Growing up, I think the reason I never placed my mother’s experience in the category of infertility is because she laughed. I’d heard other women describe infertility and it was always accompanied by tears. I could never connect my mother’s experience with those of other women because I never heard the pain of infertility in her voice. She never cried when remembering it. She laughed.
[1] I never questioned the space between these two phrases. It was impossible and then it happened. That was the miracle. On the page it is less than a single centimeter. The smallest of spaces that held unknowable multitudes.
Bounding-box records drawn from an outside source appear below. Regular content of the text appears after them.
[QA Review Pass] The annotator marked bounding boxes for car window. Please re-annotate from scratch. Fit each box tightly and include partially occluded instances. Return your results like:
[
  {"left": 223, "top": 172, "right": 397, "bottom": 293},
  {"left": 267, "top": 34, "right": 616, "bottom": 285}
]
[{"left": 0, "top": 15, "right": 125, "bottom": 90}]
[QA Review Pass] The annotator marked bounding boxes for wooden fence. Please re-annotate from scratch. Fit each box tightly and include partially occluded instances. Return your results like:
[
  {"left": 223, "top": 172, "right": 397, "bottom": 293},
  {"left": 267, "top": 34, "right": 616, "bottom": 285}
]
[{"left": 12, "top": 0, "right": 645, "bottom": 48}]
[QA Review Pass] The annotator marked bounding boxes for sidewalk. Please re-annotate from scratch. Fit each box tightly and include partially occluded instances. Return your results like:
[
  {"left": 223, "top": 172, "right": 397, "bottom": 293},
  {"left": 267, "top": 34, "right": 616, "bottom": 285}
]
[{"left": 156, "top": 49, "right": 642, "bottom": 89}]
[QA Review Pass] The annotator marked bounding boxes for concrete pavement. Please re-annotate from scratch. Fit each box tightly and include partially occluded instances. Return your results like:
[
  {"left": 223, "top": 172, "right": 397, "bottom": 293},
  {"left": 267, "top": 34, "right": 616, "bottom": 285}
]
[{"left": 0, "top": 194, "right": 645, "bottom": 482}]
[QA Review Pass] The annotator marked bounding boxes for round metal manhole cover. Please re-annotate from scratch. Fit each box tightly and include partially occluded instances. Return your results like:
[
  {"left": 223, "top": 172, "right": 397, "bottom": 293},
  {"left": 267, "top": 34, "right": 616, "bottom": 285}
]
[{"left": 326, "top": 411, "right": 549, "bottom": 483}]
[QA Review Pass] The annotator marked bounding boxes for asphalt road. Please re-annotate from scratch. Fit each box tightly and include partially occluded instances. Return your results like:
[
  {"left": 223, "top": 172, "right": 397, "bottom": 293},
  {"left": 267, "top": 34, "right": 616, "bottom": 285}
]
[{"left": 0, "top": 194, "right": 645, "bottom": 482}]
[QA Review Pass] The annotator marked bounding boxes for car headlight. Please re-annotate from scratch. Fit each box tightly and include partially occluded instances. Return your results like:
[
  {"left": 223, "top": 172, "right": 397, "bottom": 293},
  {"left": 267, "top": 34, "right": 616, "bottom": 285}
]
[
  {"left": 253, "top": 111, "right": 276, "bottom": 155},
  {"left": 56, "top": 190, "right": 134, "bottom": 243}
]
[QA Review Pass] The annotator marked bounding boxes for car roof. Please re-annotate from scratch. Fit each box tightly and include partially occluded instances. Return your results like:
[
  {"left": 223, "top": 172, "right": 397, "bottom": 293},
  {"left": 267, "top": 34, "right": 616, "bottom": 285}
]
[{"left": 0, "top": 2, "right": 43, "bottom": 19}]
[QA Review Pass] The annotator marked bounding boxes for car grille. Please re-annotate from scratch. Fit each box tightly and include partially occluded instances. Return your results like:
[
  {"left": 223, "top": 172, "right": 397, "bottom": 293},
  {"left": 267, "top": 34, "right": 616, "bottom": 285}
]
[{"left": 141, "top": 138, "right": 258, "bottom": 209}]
I never asked my mother what happened in that space. In the story, that time did not exist.
In reality, that space held about a year of my mother’s life. A year might seem like nothing compared to the thirty years that followed. One year of brutal disappointment compared with thirty years of watching your three children grow up. But then I think about my year.
When my husband told me that he wanted to start trying, something flipped in my mind. In that moment, the possibility of having children felt so real to me that it was as if the children already existed.
And then a year passed.
And when I think about it now that tiny space feels like an eternity. It feels like feigning joy that used to be real. It feels like warm tears hitting the cold bathroom floor. It feels like mourning something you aren’t allowed to mourn. To me, it never felt like laughter.
[1] And this is when she laughed again. As a backup plan my mother had returned to school for a second degree. Upon discovering she was pregnant, she threw out the backup plan.
I only thought to question my mother’s laughter in the midst of my own tears. I read that you are thirty times more likely to laugh in a group compared to when alone. If we are more likely to laugh together, I wonder if it's more common to cry alone. I wonder if my mother’s laughter in front of us was a response to the tears she shed alone.
My mother never told me about her own tears, until I told her about mine.
My younger sister’s due date lined up almost to the day of when, a year previous, my husband and I decided to start trying to have children. In the weeks leading up to that day, my husband and I sat in a not-completely-empty Denny’s, and I told him that I didn’t want to try anymore. Tears streamed down my face as I told him it hurt too much.
My mother described the experience of watching a movie with my father. In the movie a couple found a baby abandoned in the woods and suddenly they had a child. The tears streamed down her face as she expressed how cruel it was that it could be that easy.
In discovering my mother’s tears, I realized that she did not always laugh when telling this story. Before the laughter, there were tears. I wonder when my tears will turn into laughter. It seems so easy to look at my mother’s story, thirty years removed with three adult children, and understand why she laughs, but I’m not sure that my mother is even aware of when those tears turned into laughter.
My story does not feel brief right now. It does not feel humorous. I have no answers. I have no laughter. Right now, all I have are my tears.
As I write, I think about how we speak to one another without words: laughing to connect or crying to mourn. I’ve always thought crying was an isolating experience, but all language is a form of connection. We need connection when we cry. Someone to see the tears being shed. Someone to wipe them from our cheek and hold them in their palm. To touch and feel them. To know that they are real.
Now, as I remember the laughter my mother expressed when telling this story to everyone, I think about the tears that she told me about in private. The tears that I now reach out for. The tears that I hold in the palm of my hand. The tears that I hold up next to my own. The tears that we now cry together. I’d like to believe her laughter was meant to be shared with everyone, but her tears, her tears were meant for me.